My hope is that Dr. Stork never starts thinking he is hot shit. I hope he doesn't quit medicine altogether to join the ranks of other ex reality show stars. I mean maybe he wants to compete in Battle of the Reality TV Stars or make out with Candace Cameron on the The Surreal Life, but to me that would be a little sad....especially since we shared a moment.

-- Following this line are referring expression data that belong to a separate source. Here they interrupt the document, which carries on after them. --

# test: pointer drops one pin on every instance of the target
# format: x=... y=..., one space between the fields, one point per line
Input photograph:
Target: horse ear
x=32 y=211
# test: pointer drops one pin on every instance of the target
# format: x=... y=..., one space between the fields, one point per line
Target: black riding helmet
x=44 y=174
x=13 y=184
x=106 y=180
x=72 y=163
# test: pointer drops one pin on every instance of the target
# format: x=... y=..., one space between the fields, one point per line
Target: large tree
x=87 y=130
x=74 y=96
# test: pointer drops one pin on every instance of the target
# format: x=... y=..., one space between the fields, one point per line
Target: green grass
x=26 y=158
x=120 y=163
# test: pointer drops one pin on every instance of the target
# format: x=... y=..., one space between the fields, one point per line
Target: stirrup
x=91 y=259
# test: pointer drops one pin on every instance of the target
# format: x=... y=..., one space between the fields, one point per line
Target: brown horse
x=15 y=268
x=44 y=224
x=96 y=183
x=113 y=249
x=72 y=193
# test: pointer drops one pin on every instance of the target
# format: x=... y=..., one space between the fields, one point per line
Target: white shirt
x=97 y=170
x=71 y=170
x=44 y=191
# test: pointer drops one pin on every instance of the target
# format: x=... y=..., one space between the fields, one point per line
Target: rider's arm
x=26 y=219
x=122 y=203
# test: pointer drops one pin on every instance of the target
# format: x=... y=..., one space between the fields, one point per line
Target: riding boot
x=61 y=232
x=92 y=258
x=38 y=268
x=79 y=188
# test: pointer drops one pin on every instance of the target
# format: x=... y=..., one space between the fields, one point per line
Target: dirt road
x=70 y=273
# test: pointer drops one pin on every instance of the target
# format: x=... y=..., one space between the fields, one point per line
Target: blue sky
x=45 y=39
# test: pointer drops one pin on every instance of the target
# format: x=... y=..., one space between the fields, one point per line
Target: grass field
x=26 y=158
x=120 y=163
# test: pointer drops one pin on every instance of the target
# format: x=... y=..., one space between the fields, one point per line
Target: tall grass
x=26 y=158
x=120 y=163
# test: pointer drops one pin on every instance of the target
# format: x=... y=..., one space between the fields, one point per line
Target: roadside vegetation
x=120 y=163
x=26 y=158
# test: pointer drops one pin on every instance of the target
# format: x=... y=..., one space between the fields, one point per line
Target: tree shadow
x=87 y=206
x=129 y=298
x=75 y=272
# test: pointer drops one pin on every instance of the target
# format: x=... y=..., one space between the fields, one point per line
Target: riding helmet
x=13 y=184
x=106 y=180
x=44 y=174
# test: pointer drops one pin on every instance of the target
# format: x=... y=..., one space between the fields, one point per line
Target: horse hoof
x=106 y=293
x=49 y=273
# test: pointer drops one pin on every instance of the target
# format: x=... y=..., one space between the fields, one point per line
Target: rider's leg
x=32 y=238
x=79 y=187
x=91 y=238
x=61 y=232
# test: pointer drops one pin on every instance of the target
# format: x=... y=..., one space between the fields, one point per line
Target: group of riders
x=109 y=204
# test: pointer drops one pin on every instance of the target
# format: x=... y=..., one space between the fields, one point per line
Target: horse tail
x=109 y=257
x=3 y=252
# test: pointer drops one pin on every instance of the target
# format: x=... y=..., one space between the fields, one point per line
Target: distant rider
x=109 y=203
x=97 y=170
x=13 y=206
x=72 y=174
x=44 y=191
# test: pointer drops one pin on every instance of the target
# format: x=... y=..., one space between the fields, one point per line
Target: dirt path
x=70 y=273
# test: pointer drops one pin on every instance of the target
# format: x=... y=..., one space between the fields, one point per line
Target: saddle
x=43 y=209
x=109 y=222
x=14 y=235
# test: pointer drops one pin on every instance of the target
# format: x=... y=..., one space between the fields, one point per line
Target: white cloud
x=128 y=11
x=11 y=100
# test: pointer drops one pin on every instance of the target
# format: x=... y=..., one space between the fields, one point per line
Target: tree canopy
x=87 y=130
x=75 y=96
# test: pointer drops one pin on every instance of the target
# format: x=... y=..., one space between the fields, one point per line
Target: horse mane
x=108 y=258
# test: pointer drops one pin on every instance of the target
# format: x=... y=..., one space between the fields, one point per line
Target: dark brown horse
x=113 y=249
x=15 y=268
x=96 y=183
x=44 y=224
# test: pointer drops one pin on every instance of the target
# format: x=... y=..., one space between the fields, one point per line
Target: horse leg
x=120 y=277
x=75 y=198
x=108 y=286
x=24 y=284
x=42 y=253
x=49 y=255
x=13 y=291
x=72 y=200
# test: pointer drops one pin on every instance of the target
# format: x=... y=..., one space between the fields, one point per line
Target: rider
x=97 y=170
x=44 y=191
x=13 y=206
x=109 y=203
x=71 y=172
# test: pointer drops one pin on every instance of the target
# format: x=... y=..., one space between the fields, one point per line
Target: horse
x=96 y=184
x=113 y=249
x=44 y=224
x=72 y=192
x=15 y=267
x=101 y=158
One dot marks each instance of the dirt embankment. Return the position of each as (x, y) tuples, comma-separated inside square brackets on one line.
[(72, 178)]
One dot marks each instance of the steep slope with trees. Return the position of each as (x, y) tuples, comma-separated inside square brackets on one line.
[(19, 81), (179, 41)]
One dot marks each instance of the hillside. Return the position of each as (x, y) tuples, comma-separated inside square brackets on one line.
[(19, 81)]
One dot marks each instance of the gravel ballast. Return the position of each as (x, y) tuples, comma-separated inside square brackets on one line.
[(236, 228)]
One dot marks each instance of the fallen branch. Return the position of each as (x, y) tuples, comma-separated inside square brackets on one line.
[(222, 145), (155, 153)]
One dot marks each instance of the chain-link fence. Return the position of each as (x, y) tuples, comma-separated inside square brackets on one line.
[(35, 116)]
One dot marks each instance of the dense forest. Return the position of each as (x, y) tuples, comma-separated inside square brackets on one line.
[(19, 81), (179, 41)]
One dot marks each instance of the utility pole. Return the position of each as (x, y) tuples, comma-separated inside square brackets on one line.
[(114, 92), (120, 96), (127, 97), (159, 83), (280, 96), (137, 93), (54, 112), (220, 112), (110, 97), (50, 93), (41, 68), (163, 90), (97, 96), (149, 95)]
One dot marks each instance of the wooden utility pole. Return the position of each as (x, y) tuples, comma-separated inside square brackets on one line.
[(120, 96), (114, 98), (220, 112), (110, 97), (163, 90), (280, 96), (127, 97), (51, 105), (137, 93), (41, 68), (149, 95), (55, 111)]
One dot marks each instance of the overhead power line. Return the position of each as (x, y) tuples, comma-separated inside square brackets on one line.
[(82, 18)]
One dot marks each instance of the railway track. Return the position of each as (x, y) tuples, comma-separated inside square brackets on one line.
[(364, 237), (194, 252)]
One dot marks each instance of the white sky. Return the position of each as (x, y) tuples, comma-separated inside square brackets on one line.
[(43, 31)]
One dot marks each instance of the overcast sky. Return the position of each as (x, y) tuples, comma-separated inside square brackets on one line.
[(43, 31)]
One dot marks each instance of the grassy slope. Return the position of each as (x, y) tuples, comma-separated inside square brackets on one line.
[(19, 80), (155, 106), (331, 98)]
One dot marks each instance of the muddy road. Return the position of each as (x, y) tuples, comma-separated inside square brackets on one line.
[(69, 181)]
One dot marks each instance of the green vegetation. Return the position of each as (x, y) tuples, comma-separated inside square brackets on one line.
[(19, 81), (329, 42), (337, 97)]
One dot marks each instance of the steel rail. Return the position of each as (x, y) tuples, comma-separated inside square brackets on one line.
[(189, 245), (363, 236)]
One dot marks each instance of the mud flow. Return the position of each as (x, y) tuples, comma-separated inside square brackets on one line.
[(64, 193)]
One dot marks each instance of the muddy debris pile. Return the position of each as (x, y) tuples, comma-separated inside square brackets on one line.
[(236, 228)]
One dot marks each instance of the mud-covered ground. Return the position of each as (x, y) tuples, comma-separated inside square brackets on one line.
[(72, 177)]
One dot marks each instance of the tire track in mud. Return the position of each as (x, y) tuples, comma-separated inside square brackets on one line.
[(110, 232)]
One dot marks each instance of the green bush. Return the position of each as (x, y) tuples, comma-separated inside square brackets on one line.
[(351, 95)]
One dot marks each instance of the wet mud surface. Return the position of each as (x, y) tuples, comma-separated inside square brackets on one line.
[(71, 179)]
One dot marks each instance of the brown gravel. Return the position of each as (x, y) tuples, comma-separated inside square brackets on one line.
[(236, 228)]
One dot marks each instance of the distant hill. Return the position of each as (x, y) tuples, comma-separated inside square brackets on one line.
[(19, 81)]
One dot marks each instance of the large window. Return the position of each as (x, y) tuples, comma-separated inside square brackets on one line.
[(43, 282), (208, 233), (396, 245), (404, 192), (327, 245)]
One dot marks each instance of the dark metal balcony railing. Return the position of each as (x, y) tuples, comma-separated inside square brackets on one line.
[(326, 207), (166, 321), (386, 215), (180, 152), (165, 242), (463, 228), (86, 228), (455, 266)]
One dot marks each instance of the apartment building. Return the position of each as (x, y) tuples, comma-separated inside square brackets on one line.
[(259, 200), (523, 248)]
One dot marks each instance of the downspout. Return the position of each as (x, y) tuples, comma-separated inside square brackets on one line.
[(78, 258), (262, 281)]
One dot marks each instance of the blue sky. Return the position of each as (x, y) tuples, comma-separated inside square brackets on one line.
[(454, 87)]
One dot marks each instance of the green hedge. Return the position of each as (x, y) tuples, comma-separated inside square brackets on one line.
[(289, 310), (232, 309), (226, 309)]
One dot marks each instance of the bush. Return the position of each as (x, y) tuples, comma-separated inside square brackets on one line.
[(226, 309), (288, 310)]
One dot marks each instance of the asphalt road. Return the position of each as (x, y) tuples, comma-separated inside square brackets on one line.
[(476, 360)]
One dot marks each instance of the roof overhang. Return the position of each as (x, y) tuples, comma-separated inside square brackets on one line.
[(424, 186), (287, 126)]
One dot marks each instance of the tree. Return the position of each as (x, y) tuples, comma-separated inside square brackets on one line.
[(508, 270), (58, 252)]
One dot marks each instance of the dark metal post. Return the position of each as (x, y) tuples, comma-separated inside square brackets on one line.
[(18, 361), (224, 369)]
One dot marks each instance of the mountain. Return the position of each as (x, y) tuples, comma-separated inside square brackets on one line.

Thursday, January 05, 2006


I wanna be like DOG...
Like so many other recent nights, I was laying in bed at my parents house trying to find something to watch at 1 am besides infomercials and BET uncut. [TANGENT: I will have worked 40 hours this week selling disount gift sets and lotions to crazed Brentwoodians at the Semi Annual Sale] I fell upon a show which is strangely intriguing and captivating. The show I speak of: DOG THE BOUNTY HUNTER. I had heard of this show but never watched it mainly because although I am a college graduate and consider myself intelligent, I had no clue what a bounty hunter was, and furthermore, why would I have an interest in their shananigans. After back to back episodes, I have learned that a bounty hunter is someone that seeks out bail jumpers, captures them and then heckles them all the way back to jail. Dog [which I believe is his given Christian name] and his wife are reason enough to watch it. They lead you to believe that people that live in Hawaii think that its 1990. It is not uncommon to see glorious bleach blonde mullets, mesh shirts, bike shorts or fingerless gloves on a given episode. It also kinda made me want to do this job...although it seemed white trashy, it seemed thrilling and kind of honorable. Although I have never changed my major and have known what I wanted to do since middle school, I often wish that I could do everything....yet I don't. The closest I have gotten is a job offer from a collection agency. I am not about to pursue a career in making people hate me. Its a lot easier to work in retail and just roll my eyes at small children stick their fingers in the eyeshadows and watch old ladies break perfume bottles!!